"It was awful." Her voice sank low. "You see, with all the preparations going on at the Settlement House, we had sort of forgotten this—this family. They were not the noisy, begging kind, but there was a pitiful, little sick girl whom I had taken a liking to and to think that I should have forgotten her—and at that time, too! There was no tree in that home, Jock, there was nothing much, but the little dying girl and her mother.
"They didn't even blame me—oh, if they only had!" The honest tears ran down Constance's cheeks. "But they didn't. The mother said—and she apologized for troubling me, think of that!—that the baby wanted me to tell her a Christmas story. She just wouldn't go to sleep until I did, and she had been ailing all day. I—I forgot my dress, and tore off my cloak in that cold, empty room and I took that poor baby in my arms. Then—then the hardest part came—she—she didn't know me. She got the queerest little notion in her baby head—she—she thought I was an—angel. Oh! oh! and I wanted her to know me."
Down went the girlish head in the open pages of the character sketches.
"Well of all gol-durned nonsense!" Jock blurted out. "The whole blamed show oughter been exposed. I reckon the best job the company ever had to its credit was that happening of yours—the dress and the—the—rest of the picter. Lord!" Jock's feelings were running over as he looked upon the bowed head. The story had got hold of his tender heart. "Lord above! Just think of that sort of rum suffering going on back there. It's worse than what happens here. We've got wood to keep the kids warm in winter, and there's clean air and coolness in summer. I'm durned glad I cut it when"—he stopped short. Constance was looking at him with wide, questioning eyes.

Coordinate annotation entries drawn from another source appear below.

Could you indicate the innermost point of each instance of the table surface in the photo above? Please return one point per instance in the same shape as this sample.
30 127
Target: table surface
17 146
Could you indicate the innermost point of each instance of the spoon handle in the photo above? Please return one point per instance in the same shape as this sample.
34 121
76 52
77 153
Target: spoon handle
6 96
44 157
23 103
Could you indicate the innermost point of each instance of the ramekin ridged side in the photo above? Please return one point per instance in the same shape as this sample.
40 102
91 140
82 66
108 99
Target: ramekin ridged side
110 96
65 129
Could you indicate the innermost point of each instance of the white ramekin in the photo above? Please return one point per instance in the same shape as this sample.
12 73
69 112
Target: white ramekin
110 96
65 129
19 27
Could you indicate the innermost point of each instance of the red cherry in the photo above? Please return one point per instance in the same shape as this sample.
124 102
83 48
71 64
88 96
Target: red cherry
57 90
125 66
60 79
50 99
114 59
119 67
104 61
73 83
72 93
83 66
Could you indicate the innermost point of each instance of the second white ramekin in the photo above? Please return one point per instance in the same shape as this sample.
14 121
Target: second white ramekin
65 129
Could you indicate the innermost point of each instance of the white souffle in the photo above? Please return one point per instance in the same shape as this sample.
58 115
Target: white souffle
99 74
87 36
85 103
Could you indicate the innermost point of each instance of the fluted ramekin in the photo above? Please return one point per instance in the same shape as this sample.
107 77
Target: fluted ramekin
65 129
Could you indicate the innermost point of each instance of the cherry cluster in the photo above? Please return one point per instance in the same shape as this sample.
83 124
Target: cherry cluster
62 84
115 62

"When I did," Jock added helplessly. "And now go on with that poor little child what you took to your bosom."
"That's all." Constance choked painfully. "The baby—died while I was telling her about the wonderful tree, and Santa Claus and the other joys she should have had, and never did have. I can see that hideous empty room, and—and that poor baby every time I shut my eyes."
"Here, look up now," Jock commanded, his feelings getting the best of him. "When life's so empty that you can't find things to do by opening your eyes, you better keep your eyes shut to all eternity. Calling up the past is the rottenest kind of folly in a world where things is happening."
Constance rallied to the stern call.
"And now," she said briskly, "I've given myself, heart and soul to—literature. I'll write of what I have seen, and lived!
"Listen, I'll read you a sketch or so. But first I'll explain. The local colour of my novel is drawn from—here."